To answer this week’s question — does the Modern Portfolio Theory work? — I will explain and feature a chart showing one aspect of its strengths and weaknesses.
First, what is the Modern Portfolio Theory? According to Investopedia.com, it was “(d)eveloped by Harry Markowitz and published under the title ‘Portfolio Selection’ in the 1952 Journal of Finance, MPT says that it is not enough to look at the expected risk and return of one particular stock. By investing in more than one stock, an investor can reap the benefits of diversification — chief among them, a reduction in the riskiness of the portfolio. MPT quantifies the benefits of diversification, also known as not putting all of your eggs in one basket.”
Now, I am all for diversification as long as it is not “diversify and forget.” To explain, let’s examine the six holdings from a reader, purchased in 2012. To date, only three holdings outperformed the Standard & Poor’s 500 while three did not.
Two holdings, DODFX and ODMAX grossly underperformed the market.

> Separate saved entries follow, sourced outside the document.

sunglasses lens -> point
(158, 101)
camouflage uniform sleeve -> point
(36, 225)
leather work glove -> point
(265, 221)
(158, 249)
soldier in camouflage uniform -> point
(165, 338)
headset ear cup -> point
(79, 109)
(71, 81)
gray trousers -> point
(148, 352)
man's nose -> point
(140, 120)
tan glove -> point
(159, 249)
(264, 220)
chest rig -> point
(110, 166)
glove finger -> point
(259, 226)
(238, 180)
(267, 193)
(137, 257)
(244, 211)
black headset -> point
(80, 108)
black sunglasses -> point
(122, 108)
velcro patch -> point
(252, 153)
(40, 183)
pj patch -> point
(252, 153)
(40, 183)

The reader held true to the principal of diversification and while being asleep at the wheel, left much needed money on the table.

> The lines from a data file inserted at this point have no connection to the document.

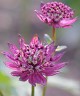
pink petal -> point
(24, 76)
(57, 57)
(40, 16)
(21, 42)
(41, 78)
(7, 54)
(35, 40)
(15, 73)
(59, 65)
(67, 22)
(41, 4)
(12, 65)
(13, 48)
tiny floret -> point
(33, 62)
(56, 14)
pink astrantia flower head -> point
(34, 61)
(56, 14)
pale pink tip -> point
(67, 23)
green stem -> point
(32, 93)
(44, 89)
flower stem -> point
(44, 89)
(32, 93)
(54, 34)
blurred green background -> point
(18, 16)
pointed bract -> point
(34, 61)
(56, 14)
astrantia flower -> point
(56, 14)
(33, 62)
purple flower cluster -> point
(56, 14)
(34, 61)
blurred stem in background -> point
(44, 89)
(54, 39)
(23, 15)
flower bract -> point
(56, 14)
(33, 62)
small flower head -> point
(56, 14)
(34, 61)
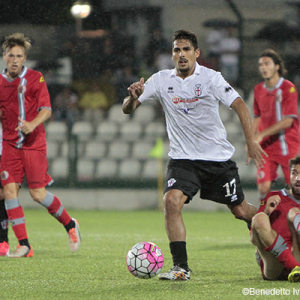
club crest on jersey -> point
(4, 175)
(21, 89)
(197, 90)
(171, 182)
(170, 89)
(261, 174)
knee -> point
(10, 192)
(264, 188)
(240, 212)
(172, 202)
(38, 195)
(292, 214)
(259, 221)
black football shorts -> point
(217, 181)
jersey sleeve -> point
(256, 111)
(222, 90)
(150, 89)
(42, 94)
(290, 102)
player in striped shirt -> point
(276, 230)
(25, 106)
(276, 120)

So, here are action points to think about:
First, these results in no way represent all diversification results.
Second, diversification does not guarantee profitability.
Third, are your holdings diversified?
Fourth, are your holdings outperforming the market returns?
Fifth, if not, why?
In my classes and seminars I teach that diversification works until it doesn’t – and does not guarantee profitability. You can now see why.
Wall Street makes their money with us being in the market. We make our money with what we own and when.
Plan your work, work your plan, share your harvest!